La distinction est nette :
- Un local commercial loué via un bail dérogatoire reste soumis au DPE classique, sans interdiction liée à la classe énergétique du bâtiment
- Un logement meublé loué en courte durée (type Airbnb) sur une résidence principale ne peut plus être proposé si son DPE affiche une classe F ou G depuis janvier 2025
- Les deux régimes relèvent de textes différents, et appliquer les restrictions résidentielles à un local commercial serait une erreur juridique
Conséquence pratique pour le bailleur commercial
Un bailleur qui propose un local commercial classé G au DPE peut toujours conclure un bail dérogatoire. Le DPE reste un document d’information, pas un critère d’interdiction de mise en location pour les locaux à usage professionnel.
État des lieux en bail dérogatoire : l’obligation oubliée
L’état des lieux d’entrée et de sortie est obligatoire pour le bail dérogatoire comme pour le bail commercial classique. Son absence ne rend pas le bail nul, mais affaiblit considérablement la position du bailleur en cas de litige sur la restitution du local.
Sans état des lieux d’entrée, le locataire est présumé avoir reçu le local en bon état. Si des dégradations sont constatées à la sortie, le bailleur devra prouver qu’elles n’existaient pas au début de l’occupation, preuve souvent impossible à apporter sans document contradictoire.

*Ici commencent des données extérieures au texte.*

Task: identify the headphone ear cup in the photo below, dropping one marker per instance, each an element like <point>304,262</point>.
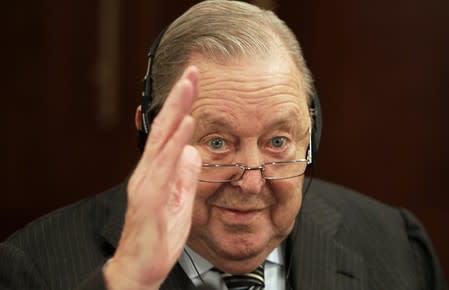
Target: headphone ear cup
<point>141,140</point>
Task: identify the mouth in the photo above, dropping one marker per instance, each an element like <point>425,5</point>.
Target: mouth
<point>238,216</point>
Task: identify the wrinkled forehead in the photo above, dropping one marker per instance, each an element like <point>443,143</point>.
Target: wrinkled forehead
<point>247,72</point>
<point>254,91</point>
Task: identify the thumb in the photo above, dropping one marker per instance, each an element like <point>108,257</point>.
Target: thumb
<point>188,170</point>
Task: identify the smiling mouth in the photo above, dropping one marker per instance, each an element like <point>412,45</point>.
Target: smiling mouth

Pour un bail de quelques mois, la tentation de simplifier les formalités est forte. Le risque est proportionnel : un local commercial peut nécessiter des travaux de remise en état coûteux, et l’absence d’état des lieux transforme un désaccord mineur en contentieux long.

Requalification du bail dérogatoire : impact sur les diagnostics
Un bail dérogatoire peut être requalifié en bail commercial si le locataire reste dans les lieux au-delà de la durée convenue sans opposition du bailleur. Cette requalification entraîne l’application automatique du statut des baux commerciaux.
Sur le plan des diagnostics, la conséquence directe concerne l’annexe environnementale. Un local de plus de 2 000 m² loué initialement en bail dérogatoire n’y était pas soumis. La requalification en bail commercial rend l’annexe environnementale exigible si la surface dépasse ce seuil.
Les autres diagnostics (DPE, ERP, amiante) restaient dus dès le départ. La requalification ne change rien à leur obligation, mais elle ajoute une couche de formalisme que le bailleur n’avait pas anticipée.
- Le contrat de bail dérogatoire doit être écrit et mentionner explicitement la volonté d’écarter le statut des baux commerciaux
- Le bailleur doit s’opposer au maintien dans les lieux du locataire à l’échéance pour éviter la requalification
- Tout diagnostic manquant au moment de la requalification expose le bailleur à une contestation du locataire devenu titulaire d’un bail commercial
Le bail dérogatoire offre une flexibilité réelle pour les locations commerciales de courte durée. Cette flexibilité ne s’étend pas aux obligations de diagnostic. DPE, ERP, amiante et état des lieux restent dus quel que soit le régime du bail.
La seule variable concerne l’annexe environnementale, liée au statut du bail et à la surface du local. Un bailleur qui néglige ces formalités sous prétexte de la courte durée prend un risque juridique disproportionné par rapport à l’économie de temps réalisée.